A petition on the internet initiated by an Boston high school student called schools a “COVID-19 breeder” and requested the possibility of learning remotely received more than 8,000 sign-ups by the morning of Friday.

The Boston Student Advisory Council who organized the protest and posted a string demanding demands via Twitter which included the need for two weeks of internet-based education and more rigorous COVID-19 tests for students and teachers.

The most recent outbreak of infection has brought back the debate about the need to keep schools open. 

The authorities are balancing concerns about the highly infectious Omicron variant and the possibility that children will get further behind academically in the wake of two decades of start-and-stop instruction. 

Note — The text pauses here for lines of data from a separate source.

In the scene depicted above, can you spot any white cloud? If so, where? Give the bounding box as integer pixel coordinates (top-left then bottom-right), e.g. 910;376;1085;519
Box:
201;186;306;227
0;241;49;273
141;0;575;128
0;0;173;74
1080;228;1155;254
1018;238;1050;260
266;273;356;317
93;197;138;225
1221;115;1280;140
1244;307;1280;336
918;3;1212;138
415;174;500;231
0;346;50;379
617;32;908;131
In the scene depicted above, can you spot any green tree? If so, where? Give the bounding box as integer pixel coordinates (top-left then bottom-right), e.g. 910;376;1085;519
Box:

The result is an array of COVID-19-related policies worldwide that has caused parents to feel overwhelmed and confused.

Ash O’Brien, a 10th-grade student at Boston Latin School who left the building along with around 12 other students on Friday, told the Boston Latin School that he felt unsafe at school.

“I have two grandparents who suffer from an immune impairment,” he said. “So I’m not going go to school and risk becoming sick, and then return and be a burden to them.”

In an official statement, Boston Public Schools said it supports students who advocate for their beliefs and has pledged to be attentive to their concerns.

In the last week, students at several New York City schools staged an action to protest their inadequacies in security measures. 

City Mayor Eric Adams said on Thursday that his administration was looking into the possibility of a temporary remote learning program for many students in their homes.

Nearly 5,000 schools across the United States are scheduled to be closed for at most one day in the past week because of the pandemic, according to Burbio, which is a website that tracks disruptions at schools.

The Omicron increase is slowing in regions of the nation that was the first to be hit. 

In the past week, the daily average count of new cases has only increased by 5percent across Northeastern and Southern states, compared to the previous seven days, according to a media analysis.

 In the Western states, on the other hand, the number of cases reported each day has increased by 89% over the last week, compared to the previous week.

All in all, it appears that the United States is still tallying around 800,000 new infections every day, with a record-breaking number of hospitalized patients suffering from COVID-19.